Вместо этого я наклоняюсь вперед, перенося свой вес на локти. Под столом моя икра прижимается к ее - молчаливое проявление поддержки, и я знаю, что это единственная поддержка, которую она примет.
- Как ты думаешь, почему это тобой движет?
Она опускает взгляд на свои руки, лежащие на коленях, и на мгновение задумывается, прежде чем ее взгляд снова поднимается и встречается с моим. - Потому что предполагается, что твоя семья любит тебя.
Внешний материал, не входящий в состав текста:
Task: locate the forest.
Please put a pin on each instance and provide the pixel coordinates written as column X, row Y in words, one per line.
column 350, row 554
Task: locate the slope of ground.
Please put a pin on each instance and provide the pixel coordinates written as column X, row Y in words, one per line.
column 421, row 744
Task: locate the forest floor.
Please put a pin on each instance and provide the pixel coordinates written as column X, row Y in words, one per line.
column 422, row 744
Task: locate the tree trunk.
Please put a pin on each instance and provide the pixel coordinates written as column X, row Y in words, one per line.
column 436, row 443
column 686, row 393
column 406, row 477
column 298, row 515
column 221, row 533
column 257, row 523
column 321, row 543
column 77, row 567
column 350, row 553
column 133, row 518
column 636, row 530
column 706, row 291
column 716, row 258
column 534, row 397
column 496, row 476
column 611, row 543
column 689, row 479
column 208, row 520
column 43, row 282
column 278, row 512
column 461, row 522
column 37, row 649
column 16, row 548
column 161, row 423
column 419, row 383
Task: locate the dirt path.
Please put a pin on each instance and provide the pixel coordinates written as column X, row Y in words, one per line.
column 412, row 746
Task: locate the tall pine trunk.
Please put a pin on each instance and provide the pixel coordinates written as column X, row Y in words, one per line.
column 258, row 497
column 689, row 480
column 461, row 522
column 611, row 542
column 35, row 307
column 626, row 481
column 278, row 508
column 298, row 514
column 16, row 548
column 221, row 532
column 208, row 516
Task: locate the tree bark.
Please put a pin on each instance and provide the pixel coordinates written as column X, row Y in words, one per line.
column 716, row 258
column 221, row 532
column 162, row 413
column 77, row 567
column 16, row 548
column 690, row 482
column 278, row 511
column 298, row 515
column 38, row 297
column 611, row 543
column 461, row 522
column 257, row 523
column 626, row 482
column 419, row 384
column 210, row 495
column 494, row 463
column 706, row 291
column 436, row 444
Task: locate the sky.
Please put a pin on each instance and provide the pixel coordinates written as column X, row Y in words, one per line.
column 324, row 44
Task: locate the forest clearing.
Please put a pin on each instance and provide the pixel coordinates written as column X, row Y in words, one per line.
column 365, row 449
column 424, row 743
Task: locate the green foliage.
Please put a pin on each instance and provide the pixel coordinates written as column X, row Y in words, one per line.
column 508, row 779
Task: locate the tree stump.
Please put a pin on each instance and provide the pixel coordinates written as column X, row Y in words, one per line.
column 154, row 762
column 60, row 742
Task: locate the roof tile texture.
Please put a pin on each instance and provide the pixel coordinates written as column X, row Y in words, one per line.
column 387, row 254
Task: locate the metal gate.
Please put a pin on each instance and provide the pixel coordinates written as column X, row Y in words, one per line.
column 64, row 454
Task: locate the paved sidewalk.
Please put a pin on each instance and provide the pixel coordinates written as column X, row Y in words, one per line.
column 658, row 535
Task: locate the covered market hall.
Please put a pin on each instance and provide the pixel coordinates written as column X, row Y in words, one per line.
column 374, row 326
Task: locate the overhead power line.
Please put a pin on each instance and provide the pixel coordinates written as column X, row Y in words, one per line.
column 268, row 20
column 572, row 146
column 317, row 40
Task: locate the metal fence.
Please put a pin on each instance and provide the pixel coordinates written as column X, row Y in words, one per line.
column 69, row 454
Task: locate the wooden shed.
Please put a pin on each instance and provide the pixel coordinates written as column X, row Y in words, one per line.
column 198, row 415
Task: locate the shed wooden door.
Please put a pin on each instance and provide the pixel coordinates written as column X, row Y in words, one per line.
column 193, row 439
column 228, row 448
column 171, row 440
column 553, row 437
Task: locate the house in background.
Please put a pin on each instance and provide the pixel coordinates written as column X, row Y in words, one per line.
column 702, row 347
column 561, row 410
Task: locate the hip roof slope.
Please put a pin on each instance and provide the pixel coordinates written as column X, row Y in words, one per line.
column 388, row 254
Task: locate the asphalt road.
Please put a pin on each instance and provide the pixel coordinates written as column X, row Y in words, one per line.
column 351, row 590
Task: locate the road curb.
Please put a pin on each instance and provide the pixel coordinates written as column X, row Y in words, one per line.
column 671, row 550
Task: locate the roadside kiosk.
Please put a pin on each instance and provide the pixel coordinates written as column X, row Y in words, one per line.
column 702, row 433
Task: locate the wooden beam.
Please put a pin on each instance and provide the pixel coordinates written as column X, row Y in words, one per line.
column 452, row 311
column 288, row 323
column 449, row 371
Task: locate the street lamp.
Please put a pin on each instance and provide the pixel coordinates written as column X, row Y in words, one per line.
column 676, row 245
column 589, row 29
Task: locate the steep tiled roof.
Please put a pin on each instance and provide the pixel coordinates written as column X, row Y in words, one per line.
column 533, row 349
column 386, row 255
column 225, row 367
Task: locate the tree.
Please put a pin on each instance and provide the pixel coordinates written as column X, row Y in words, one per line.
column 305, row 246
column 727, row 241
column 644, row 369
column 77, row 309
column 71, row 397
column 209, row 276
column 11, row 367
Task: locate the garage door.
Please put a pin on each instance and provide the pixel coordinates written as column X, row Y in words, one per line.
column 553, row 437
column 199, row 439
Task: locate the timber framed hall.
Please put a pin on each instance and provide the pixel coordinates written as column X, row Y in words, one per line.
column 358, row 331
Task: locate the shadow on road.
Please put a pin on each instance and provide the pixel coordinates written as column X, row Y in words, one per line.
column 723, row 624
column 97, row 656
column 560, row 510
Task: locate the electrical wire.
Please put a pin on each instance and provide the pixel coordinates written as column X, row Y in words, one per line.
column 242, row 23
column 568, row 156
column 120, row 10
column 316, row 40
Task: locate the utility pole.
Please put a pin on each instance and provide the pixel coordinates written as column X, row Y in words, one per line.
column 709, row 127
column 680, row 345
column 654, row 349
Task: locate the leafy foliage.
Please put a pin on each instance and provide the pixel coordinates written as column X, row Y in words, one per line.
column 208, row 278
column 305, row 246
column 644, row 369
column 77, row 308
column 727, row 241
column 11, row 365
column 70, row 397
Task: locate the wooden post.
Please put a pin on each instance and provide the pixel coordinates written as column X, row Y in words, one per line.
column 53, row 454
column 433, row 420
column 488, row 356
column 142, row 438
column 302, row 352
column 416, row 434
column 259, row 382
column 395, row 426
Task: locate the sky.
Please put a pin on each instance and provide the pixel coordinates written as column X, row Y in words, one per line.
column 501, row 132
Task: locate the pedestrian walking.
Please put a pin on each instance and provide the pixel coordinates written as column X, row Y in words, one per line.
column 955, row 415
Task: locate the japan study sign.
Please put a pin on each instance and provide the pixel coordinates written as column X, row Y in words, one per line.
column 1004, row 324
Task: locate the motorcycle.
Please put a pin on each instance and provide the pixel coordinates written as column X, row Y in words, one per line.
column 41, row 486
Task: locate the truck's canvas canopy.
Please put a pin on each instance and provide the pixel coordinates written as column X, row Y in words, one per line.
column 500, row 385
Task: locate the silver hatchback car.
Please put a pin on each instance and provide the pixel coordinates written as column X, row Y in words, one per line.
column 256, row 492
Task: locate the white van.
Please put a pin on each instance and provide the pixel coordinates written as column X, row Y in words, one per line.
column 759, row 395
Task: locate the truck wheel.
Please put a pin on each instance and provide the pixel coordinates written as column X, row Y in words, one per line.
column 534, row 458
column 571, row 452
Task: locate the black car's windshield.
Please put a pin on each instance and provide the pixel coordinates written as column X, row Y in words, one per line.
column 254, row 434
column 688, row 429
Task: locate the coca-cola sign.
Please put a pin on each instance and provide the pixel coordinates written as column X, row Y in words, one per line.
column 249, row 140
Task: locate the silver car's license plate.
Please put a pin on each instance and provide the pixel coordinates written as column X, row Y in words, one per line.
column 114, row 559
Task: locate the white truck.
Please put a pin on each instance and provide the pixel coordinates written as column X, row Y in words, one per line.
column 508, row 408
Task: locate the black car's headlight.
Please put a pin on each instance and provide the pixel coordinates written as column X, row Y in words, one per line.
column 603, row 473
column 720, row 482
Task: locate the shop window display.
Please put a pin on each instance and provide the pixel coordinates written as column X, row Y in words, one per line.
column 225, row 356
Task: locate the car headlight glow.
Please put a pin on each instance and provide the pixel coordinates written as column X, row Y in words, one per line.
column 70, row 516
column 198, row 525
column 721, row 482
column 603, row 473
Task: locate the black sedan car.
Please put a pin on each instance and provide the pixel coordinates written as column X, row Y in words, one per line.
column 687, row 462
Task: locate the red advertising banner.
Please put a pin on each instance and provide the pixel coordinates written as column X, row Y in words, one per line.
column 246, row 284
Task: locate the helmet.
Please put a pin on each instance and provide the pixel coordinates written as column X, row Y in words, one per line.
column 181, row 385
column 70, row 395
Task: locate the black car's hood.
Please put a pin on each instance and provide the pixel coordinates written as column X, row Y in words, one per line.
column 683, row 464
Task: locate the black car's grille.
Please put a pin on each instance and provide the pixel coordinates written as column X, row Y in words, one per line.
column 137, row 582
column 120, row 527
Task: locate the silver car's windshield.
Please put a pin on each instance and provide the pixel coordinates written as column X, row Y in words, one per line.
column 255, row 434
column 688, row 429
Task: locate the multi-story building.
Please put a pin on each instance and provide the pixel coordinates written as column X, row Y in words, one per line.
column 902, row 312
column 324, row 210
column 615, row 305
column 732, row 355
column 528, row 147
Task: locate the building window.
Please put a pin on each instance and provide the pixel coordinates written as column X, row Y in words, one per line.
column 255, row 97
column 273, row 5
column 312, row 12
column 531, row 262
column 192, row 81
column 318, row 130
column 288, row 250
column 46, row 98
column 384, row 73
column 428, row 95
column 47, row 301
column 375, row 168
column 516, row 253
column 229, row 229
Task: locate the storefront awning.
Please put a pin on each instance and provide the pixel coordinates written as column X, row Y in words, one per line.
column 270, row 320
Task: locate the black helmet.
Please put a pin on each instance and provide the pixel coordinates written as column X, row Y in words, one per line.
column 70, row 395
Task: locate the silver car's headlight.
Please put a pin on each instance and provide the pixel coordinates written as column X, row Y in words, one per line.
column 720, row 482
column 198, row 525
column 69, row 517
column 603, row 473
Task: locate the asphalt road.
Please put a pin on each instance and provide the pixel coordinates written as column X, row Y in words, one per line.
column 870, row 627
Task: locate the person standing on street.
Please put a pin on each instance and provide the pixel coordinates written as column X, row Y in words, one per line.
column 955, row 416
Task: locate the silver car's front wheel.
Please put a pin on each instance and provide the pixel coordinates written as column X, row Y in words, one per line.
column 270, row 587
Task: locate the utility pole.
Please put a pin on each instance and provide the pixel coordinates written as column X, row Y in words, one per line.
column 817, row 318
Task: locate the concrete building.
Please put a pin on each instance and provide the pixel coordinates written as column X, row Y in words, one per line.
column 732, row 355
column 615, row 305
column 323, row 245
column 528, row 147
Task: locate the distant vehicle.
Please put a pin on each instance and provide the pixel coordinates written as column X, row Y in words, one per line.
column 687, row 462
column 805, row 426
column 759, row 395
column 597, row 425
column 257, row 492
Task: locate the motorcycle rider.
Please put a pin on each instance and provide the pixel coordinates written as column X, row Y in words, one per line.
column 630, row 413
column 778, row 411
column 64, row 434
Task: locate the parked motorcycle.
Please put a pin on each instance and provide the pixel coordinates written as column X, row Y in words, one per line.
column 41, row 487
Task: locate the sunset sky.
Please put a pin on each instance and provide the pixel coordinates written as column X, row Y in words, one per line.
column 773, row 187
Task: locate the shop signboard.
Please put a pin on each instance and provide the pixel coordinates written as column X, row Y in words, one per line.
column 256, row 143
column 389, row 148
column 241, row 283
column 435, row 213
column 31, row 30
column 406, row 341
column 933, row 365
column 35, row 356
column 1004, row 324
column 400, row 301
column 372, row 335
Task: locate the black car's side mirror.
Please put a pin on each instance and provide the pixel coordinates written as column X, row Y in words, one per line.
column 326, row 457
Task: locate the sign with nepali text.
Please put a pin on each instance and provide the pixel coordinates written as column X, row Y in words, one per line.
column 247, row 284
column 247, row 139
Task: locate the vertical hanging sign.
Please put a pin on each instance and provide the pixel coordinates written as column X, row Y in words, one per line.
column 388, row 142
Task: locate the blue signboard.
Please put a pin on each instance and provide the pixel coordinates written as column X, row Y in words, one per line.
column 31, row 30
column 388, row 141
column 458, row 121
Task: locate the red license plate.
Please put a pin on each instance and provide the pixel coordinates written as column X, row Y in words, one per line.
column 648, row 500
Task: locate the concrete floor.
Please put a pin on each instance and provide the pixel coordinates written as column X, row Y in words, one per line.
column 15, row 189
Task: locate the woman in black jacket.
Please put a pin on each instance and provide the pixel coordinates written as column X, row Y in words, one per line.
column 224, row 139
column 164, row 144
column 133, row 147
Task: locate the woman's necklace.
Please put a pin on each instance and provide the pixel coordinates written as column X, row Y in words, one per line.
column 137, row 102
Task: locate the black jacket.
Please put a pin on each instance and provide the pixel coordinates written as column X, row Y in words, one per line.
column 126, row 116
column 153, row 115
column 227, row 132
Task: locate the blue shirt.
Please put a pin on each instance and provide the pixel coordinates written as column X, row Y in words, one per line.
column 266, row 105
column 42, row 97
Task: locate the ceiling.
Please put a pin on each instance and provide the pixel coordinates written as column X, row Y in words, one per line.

Сотни лет научных исследований говорят об этом, и я не могу объяснить, почему мои не могут, когда я чувствую, что всегда делала именно то, о чем они меня просили . - Мягче, так мягко, что я едва улавливаю это, она добавляет: - И если я не могу заставить своих собственных родителей полюбить меня, то кто еще сможет?
Желание защитить меня яростно бьется в моих венах, потребность оградить ее от жестокости мира почти животная в своем пылу.
- Иногда люди, которые должны любить тебя больше всех, на самом деле причиняют тебе больше всего боли, - говорю я ей. - Это говорит все о них и абсолютно ничего о тебе. - Я слегка наклоняюсь вперед, очарованный печалью в ее глазах. - Для меня это полное безумие, что ты думаешь, что тебя трудно полюбить, - шепчу я, рассеянно проводя большим пальцем по ее щекам, обхватив ладонью ее лицо.
Я прочищаю горло, чтобы придать своим словам беззаботности. Они прозвучали почти как заявление, чего я, конечно, не хотел. Я только имел в виду, что был очарован ею, поэтому мог только представить, как легко и быстро парень, открытый для чего-то долгосрочного, влюбился бы в нее.
От этой мысли у меня сжимаются кулаки.
После каждого нашего семейного признания между нами повисает гробовое молчание. Металлические ножки моего стула с резким звуком ударяются об пол, когда я отодвигаю его и встаю. Она настороженно наблюдает за моим приближением, но когда я наклоняюсь в талии, обхватываю ладонями ее лицо и прижимаюсь губами к ее губам, она отвечает на мой поцелуй.